Why we need to do a better job of measuring AI’s carbon footprint
Asking tech companies to provide more data on the climate impacts of building, training, and using AI is a start. We should also avoid obsessing over building larger and larger AI models and try to figure out ways to do AI research with more energy-efficient methods, such as fine-tuning the models. existing image.
Deeper learning
Inside Alphabet X’s new effort to fight climate change with AI and seagrass
The MIT Technology Review got a sneak peek at Tidal, a new climate change mitigation project by X, the hypercar division of Google’s parent company, Alphabet. Tidal uses cameras, computer vision and machine learning to track how much carbon is stored in the biomass of the oceans. This is part of an effort to improve our understanding of aquatic ecosystems to inform and encourage efforts to protect the oceans amid growing threats from pollution. , overfishing, ocean acidification and global warming.
With projects like Tidal, X is creating tools to ensure that industries can do more. to address environmental hazards and ecosystems that may exist in a hotter, more inhospitable world. It also relies heavily on the parent company’s areas of strength, on Alphabet’s robotics expertise as well as its ability to glean insights from massive amounts of data using artificial intelligence. Read James Temple story about it.
Bits and bytes
Elon Musk is starting to see the consequences of laying off AI teams
When the billionaire took over Twitter, he fired half of the company’s employees, including the machine learning teams that worked to ensure that the platform’s infrastructure was safe, secure, and trusted. The ethics-AI team and those working on the infrastructure are among those who have left. The results were almost immediate: the site was slowly starting to break down. We spoke to a former Twitter engineer to see how successful it is likely to be. (MIT Technology Review)

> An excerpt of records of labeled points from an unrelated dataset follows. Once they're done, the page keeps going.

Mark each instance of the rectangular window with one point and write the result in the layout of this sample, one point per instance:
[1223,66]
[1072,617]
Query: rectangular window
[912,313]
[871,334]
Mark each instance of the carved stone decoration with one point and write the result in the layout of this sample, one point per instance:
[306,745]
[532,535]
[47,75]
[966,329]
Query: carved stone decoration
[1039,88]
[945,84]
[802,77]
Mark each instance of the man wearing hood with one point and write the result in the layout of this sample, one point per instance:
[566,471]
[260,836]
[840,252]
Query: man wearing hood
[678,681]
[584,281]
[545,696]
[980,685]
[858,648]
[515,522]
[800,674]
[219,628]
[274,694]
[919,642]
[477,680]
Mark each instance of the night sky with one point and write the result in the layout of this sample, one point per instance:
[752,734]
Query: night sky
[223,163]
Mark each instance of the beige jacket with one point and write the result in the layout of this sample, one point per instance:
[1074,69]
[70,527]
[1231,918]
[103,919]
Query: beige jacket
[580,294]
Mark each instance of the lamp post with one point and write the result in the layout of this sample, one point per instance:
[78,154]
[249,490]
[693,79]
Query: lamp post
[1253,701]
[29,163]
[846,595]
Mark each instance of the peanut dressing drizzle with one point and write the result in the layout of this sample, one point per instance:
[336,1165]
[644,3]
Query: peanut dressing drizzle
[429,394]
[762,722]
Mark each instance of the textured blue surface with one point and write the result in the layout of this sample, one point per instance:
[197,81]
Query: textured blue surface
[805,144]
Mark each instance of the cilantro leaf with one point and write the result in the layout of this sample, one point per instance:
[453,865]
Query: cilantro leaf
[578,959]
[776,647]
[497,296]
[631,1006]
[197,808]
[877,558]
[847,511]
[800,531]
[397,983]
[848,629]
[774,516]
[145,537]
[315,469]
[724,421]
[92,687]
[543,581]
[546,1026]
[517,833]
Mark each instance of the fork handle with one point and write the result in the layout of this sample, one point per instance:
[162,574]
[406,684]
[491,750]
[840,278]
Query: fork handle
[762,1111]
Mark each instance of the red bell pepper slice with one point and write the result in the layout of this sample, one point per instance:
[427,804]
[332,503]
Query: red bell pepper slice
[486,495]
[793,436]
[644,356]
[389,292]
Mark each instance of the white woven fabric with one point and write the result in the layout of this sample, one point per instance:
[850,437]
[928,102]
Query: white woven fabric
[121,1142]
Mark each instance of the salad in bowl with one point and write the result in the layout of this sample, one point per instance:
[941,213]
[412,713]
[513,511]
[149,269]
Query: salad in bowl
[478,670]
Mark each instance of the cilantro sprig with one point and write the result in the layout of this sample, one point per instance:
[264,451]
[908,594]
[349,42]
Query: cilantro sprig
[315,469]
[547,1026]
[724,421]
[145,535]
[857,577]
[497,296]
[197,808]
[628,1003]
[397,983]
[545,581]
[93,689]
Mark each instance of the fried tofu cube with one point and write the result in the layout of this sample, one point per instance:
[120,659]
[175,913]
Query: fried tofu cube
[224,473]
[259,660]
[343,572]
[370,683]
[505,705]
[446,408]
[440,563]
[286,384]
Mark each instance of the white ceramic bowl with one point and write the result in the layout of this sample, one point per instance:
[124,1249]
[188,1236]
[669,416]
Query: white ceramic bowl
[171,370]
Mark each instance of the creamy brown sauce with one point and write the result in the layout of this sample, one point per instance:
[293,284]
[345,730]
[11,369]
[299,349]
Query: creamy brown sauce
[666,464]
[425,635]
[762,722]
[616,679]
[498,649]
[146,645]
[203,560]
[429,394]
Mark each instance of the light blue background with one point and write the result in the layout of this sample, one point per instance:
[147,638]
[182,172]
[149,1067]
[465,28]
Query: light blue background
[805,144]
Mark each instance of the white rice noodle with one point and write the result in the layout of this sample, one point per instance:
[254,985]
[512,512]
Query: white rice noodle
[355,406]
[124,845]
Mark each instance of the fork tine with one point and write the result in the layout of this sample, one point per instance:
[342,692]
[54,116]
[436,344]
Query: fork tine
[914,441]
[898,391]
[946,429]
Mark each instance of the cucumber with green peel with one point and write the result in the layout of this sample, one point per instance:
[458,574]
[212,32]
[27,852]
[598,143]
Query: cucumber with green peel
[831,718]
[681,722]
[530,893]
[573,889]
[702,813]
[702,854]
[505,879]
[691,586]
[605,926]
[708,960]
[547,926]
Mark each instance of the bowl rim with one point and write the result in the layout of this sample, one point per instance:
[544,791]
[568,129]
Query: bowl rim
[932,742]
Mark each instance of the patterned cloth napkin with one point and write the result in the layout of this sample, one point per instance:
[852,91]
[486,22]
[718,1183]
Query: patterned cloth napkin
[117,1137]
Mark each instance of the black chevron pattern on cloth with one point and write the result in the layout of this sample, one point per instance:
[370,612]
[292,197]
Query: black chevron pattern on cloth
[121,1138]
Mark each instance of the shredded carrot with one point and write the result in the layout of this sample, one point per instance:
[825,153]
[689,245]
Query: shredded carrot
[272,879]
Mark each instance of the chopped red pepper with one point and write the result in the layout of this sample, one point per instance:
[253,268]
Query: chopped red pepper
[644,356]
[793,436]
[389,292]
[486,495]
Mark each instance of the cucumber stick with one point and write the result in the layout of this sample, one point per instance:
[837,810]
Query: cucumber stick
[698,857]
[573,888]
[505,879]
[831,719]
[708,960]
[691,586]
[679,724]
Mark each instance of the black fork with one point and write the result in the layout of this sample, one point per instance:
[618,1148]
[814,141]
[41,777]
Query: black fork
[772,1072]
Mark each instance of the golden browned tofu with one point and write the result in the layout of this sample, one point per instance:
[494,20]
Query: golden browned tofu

A lawsuit could rewrite AI copyright rules
In the first class action lawsuit in the US for training AI systems, Microsoft, GitHub and OpenAI are being sued for allegedly violating copyright law by copying open source code using AI. GitHub Copilot scans web pages for code and, like large language models, retrieves what it gathers in its database without attributing the original source. A lawsuit challenging the legitimacy of this model could have a massive stimulant effect on other AI systems trained by web scraping, from text generation to image-generating AI. (precipice)
Are the US and China really in a cold war over AI?
This is a really interesting series that unpacks some of the problematic stories surrounding the AI development race between the US and China. (protocol)
Amazon’s new robot can handle most items in its inventory
The new robot, called Sparrow, can pick up items from shelves or bins to pack into boxes. This has traditionally been too complicated for robots, because there are so many different types of objects with different shapes and sizes. Amazon’s robot uses machine learning and cameras to identify objects. This can help speed up warehouse operations. (Wired)
super model generator
A new text-to-image AI called Aperture is reported about to fall This week from Lexica, and it seems to be able to produce super realistic looking supermodel photos. I’m curious to see this model in action as other popular image-generating AIs, such as DALL-E and Stable Diffusion, are having a hard time generating fingers and handsas well as human faces like no other melt in the sun.